On January 6, 2020, Akiyama signed a three-year, $21 million contract with the Cincinnati Reds. At the time, the Reds were the last team to have never had a Japanese-born player play for them. On July 24, 2020, Akiyama made his MLB debut. During the pandemic-shortened 2020 season, Akiyama hit .245/.357/.297 and made no defensive errors in 54 games. He was released by the Reds on April 5, 2022.

===San Diego Padres===
On April 30, 2022, Akiyama signed a minor league contract with the San Diego Padres. In 16 games for the Triple-A El Paso Chihuahuas, he batted .343/.378/.529 with three home runs and 21 runs batted in (RBIs). On June 16, Akiyama opted out of his contract and was released by the Padres organization.

===Hiroshima Toyo Carp===
On June 27, 2022, Akiyama signed a three-year contract with the Hiroshima Toyo Carp of NPB. Akiyama was given uniform number 9, which was once worn by the legendary player and former manager of the Carp, Koichi Ogata. In 2022, Akiyama played in 44 games as an outfielder and batted .265 with five home runs and 26 RBIs.

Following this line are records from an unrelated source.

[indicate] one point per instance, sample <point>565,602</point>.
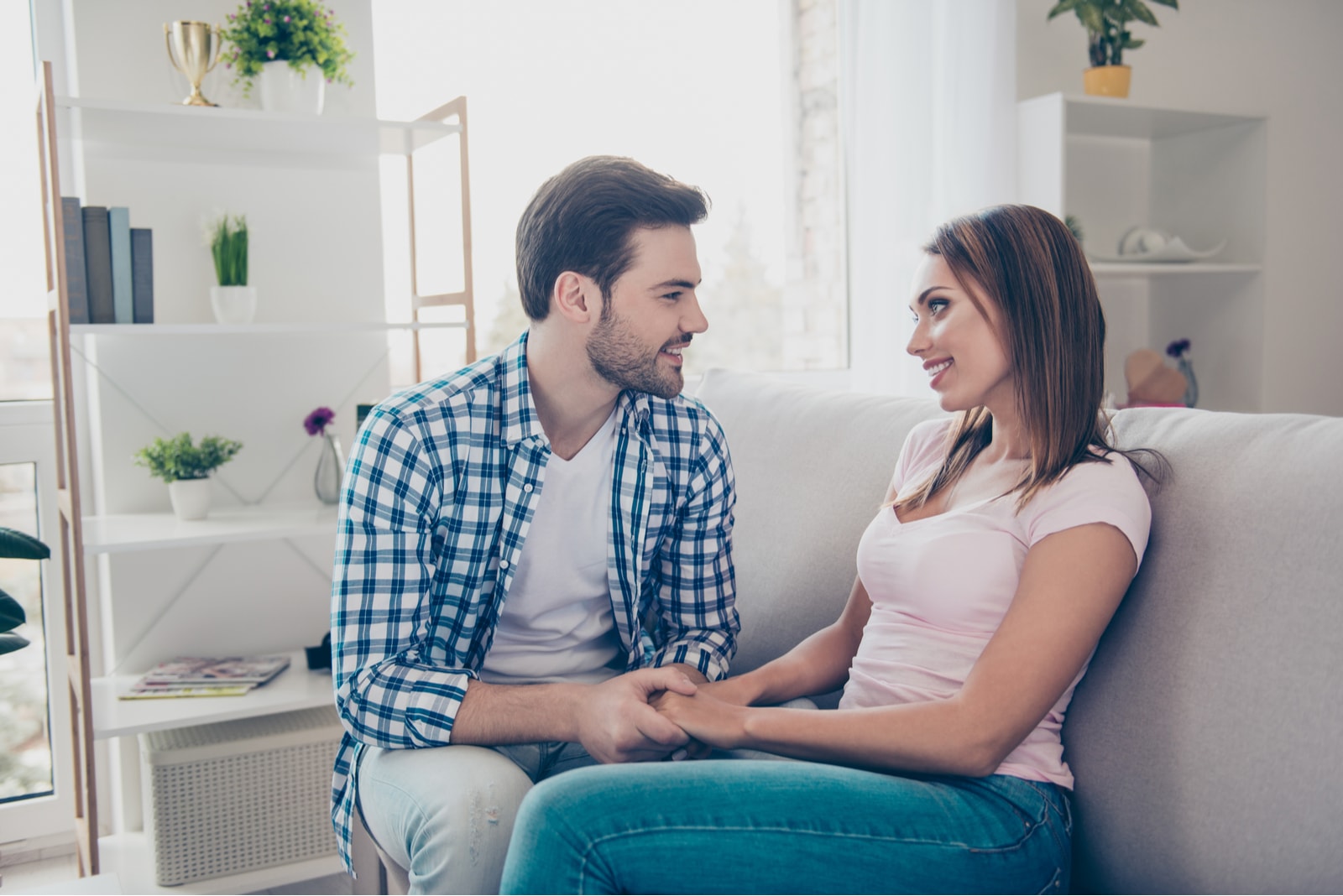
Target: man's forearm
<point>499,714</point>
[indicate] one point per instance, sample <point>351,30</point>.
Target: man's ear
<point>575,298</point>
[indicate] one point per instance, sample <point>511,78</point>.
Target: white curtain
<point>930,109</point>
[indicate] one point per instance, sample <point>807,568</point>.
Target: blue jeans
<point>742,826</point>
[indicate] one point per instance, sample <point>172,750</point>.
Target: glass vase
<point>1186,367</point>
<point>331,467</point>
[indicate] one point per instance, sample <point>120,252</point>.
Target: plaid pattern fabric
<point>436,503</point>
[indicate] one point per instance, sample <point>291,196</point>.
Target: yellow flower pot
<point>1107,81</point>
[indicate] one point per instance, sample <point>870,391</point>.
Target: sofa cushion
<point>1208,737</point>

On April 15, 2023, Akiyama hit a game-ending home run (Sayonara home run) in the ninth inning, giving the Carp a 5–4 win over Yakult Swallows. It was the first game-ending home run for Akiyama in almost 11 years. He played in 115 games for the Carp in 2023, hitting .274/.333/.376 with four home runs, 38 RBI, and eight stolen bases. Following the season on October 31, Akiyama underwent surgery to remove part of the lateral meniscus in his right knee.

==International career==
Akiyama represented the Japan national baseball team in the 2012 exhibition games against Cuba, 2013 exhibition games against Chinese Taipei, 2015 WBSC Premier12, 2016 exhibition games against Chinese Taipei, 2016 exhibition games against Mexico and Netherlands, 2017 World Baseball Classic and 2018 MLB Japan All-Star Series.

On October 1, 2019, Akiyama was selected to the 2019 WBSC Premier12. But on October 31, he broke his right toe due to a hit by pitch (HBP) in a practice game with Canada, and he withdrew from the 2019 WBSC Premier12.